Ratio des prêts non performants (NPLs) sur l'ensemble des prêts
Lecture : Deux premiers plans d'assainissement du système financier (nationalisation des institutions moribondes, recapitalisation des banques viables) ont été mis en place en mars 1998 et mars 1999. Un peu tard ! Il faut dire que le tobashi (une pratique comptable selon laquelle les mauvaises créances d'une compagnie sont éparpillées parmi une multitude de clients, de filiales et de compagnies prête-noms pour éviter qu'elles n'apparaissent dans les bilans financiers) a longtemps masqué l'ampleur des problèmes. Un nouveau plan comptable est entré en vigueur en 2001, qui a permis de faire une partie du ménage : les banques doivent désormais suivre des règles nettement plus rigides de calcul de leurs pertes et de leurs risques de crédit. Le résultat est que les estimations des pertes des banques et de leurs besoins de capitaux propres se sont affinées. Jusqu'en 2001-2002, il n'y a guère de consensus sur le volume des pertes. Au-delà de ce bénéfice d'information, l'extériorisation des pertes, et donc l'obligation de les financer, a logiquement précipité un large mouvement de remise en ordre des bilans, s'étendant de proche en proche à l'ensemble du secteur privé. Le premier impact a été une accélération, dans le système bancaire, du mouvement de cessions, fusions, et fermetures, déjà bien avancé parmi les établissements de rang national. Par contrecoup, de nombreuses PME, maintenues en vie depuis des années par leurs banques, ont été mises en faillite, ce qui a eu à court terme impact négatif sur l'activité et l'emploi, en particulier dans le secteur des services domestiques.
Comment en est-on arrivé là ? Si la concurrence sur les marchés finaux a favorisé les performances de l'économie réelle, il n'en est pas de même du secteur bancaire. L'encadrement étroit des banques, le sous-développement du marché des capitaux, la réglementation elle-même ont contribué à figer la structure du secteur en assurant une redistribution entre agents des rentes d'oligopoles. Ce système, en représentant une pièce décisive du filet de sécurité du système financier, a rendu plus délicate toute déréglementation du secteur. Le résultat a été de réduire sa capacité adaptative. Depuis vingt ans, il n'a répondu que lentement aux pressions externes, que ce soit l'internationalisation des plus grandes banques, les pressions des Etats-Unis, la fin de la bulle spéculative ou la stagnation des années 90.
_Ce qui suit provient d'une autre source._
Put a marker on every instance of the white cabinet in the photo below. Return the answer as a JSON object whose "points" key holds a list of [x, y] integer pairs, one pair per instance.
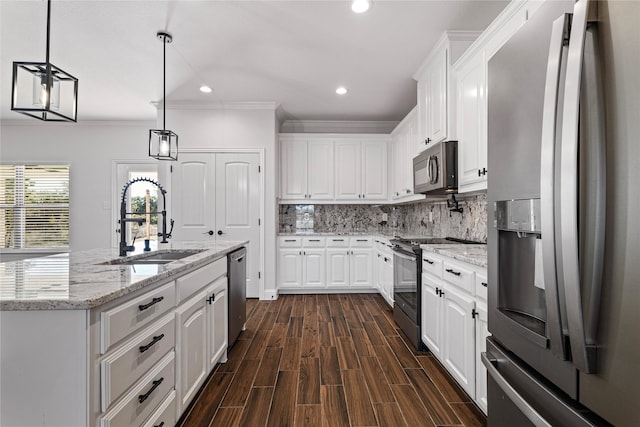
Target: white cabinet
{"points": [[459, 329], [333, 168], [432, 315], [191, 341], [469, 76], [434, 88], [361, 170], [306, 168]]}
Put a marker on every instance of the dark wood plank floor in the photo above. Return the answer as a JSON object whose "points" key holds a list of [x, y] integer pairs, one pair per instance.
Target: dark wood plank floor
{"points": [[328, 360]]}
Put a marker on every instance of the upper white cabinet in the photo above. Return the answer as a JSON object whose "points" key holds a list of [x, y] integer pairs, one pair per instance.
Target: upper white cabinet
{"points": [[404, 147], [469, 75], [333, 168], [307, 168], [434, 87]]}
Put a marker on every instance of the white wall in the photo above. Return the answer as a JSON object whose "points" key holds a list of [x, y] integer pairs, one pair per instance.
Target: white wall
{"points": [[242, 128], [89, 149]]}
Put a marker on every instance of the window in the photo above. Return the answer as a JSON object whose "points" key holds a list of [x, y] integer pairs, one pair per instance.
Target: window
{"points": [[34, 206]]}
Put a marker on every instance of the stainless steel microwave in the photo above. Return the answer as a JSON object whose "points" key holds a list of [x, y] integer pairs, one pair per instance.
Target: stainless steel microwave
{"points": [[435, 170]]}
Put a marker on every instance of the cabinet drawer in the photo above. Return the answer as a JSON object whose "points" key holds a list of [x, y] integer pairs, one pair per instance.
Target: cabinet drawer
{"points": [[431, 264], [165, 415], [143, 399], [361, 242], [460, 276], [120, 321], [338, 242], [290, 242], [481, 286], [313, 242], [124, 366], [191, 283]]}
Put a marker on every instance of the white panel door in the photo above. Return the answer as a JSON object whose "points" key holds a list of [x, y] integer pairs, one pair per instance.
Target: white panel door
{"points": [[193, 196], [437, 97], [238, 208], [471, 119], [192, 352], [314, 268], [290, 268], [293, 163], [374, 170], [320, 176], [348, 174], [432, 315], [482, 332], [338, 268], [361, 267], [459, 343]]}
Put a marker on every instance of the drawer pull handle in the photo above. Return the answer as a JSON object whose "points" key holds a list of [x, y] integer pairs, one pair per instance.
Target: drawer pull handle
{"points": [[154, 301], [146, 347], [155, 385]]}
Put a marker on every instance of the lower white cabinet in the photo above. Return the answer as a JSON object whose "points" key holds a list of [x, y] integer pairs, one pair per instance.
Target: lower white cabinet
{"points": [[454, 320], [459, 346], [330, 263]]}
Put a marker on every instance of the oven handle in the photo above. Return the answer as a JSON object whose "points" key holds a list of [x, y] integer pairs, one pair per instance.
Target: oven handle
{"points": [[528, 410], [396, 252]]}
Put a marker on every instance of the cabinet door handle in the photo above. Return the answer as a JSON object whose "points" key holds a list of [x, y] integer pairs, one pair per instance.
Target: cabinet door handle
{"points": [[456, 273], [146, 347], [144, 397], [143, 307]]}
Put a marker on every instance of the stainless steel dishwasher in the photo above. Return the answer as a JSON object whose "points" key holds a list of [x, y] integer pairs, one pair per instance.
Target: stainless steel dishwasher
{"points": [[237, 268]]}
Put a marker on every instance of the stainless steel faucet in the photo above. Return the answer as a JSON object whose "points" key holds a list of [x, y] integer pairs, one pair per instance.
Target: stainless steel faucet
{"points": [[124, 248]]}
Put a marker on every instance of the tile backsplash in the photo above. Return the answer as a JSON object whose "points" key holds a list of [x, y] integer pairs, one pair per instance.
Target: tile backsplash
{"points": [[412, 218]]}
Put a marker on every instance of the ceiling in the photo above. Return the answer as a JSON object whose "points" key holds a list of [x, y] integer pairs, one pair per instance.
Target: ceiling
{"points": [[294, 53]]}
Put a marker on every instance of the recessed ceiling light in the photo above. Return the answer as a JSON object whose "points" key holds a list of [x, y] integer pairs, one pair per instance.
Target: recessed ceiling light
{"points": [[360, 6]]}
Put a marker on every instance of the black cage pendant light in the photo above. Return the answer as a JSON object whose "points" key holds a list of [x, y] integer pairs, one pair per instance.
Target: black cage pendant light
{"points": [[42, 90], [163, 144]]}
Les banques japonaises, héritage de leur proximité avec les entreprises de leur keiretsu (conglomérat intégrant généralement un pool bancaire), quantifient très mal le risque. Quand, dans les années 80, les grandes entreprises se sont détournées des financements intermédiés, les banques se sont tournées vers de nouveaux débiteurs dont elles appréciaient plus difficilement le risque. Ce sont ces créances, gagées sur l'immobilier, qui, après l'éclatement de la bulle, se sont révélées être les plus douteuses.
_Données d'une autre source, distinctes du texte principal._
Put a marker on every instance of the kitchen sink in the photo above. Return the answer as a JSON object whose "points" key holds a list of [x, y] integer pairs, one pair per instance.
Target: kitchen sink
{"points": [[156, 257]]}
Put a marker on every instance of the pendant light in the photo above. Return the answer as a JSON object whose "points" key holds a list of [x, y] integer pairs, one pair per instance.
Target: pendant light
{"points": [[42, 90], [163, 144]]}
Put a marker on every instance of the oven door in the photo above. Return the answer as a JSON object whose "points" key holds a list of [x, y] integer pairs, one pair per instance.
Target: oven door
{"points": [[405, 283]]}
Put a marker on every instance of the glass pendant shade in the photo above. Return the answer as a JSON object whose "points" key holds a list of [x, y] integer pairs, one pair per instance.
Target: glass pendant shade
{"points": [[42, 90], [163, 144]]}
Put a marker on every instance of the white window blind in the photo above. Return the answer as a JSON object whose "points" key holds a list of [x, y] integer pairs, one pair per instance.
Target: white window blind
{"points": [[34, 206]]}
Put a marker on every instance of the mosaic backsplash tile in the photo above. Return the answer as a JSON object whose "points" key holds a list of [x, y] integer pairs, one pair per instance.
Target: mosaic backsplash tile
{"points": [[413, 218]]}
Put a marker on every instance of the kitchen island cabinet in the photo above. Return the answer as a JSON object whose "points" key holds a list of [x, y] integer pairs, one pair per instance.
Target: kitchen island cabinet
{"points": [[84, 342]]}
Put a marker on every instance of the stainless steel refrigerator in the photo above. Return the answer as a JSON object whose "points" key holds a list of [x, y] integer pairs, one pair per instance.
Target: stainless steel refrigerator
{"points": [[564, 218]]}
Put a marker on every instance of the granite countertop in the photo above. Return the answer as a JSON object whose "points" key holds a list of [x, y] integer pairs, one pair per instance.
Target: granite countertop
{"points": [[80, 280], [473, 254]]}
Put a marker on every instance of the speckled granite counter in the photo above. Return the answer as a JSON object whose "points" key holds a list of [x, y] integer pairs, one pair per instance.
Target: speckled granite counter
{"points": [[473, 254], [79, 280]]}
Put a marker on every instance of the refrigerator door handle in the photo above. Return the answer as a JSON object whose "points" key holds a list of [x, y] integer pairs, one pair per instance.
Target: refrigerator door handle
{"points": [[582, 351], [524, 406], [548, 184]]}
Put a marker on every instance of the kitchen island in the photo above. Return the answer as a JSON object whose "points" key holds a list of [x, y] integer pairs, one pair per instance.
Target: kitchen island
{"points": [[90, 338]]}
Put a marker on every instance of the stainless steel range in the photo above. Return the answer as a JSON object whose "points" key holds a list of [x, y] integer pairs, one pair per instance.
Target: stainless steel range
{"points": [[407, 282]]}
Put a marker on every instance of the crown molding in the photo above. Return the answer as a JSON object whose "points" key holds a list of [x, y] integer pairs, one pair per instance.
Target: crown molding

La difficulté à prendre la mesure de la crise, puis à la gérer rationnellement, s'explique avant tout par la collusion entre les banques et les instances de supervision, très liées au ministère des finances. En d'autres termes, c'est la "supervision du superviseur", par le législateur et le contribuable, qui est en question. A contrario, les premières mesures structurelles de 1998 ont été prises sous la pression directe des marchés, qui ont démontré ainsi leur capacité à discipliner les agents privés et le régulateur public.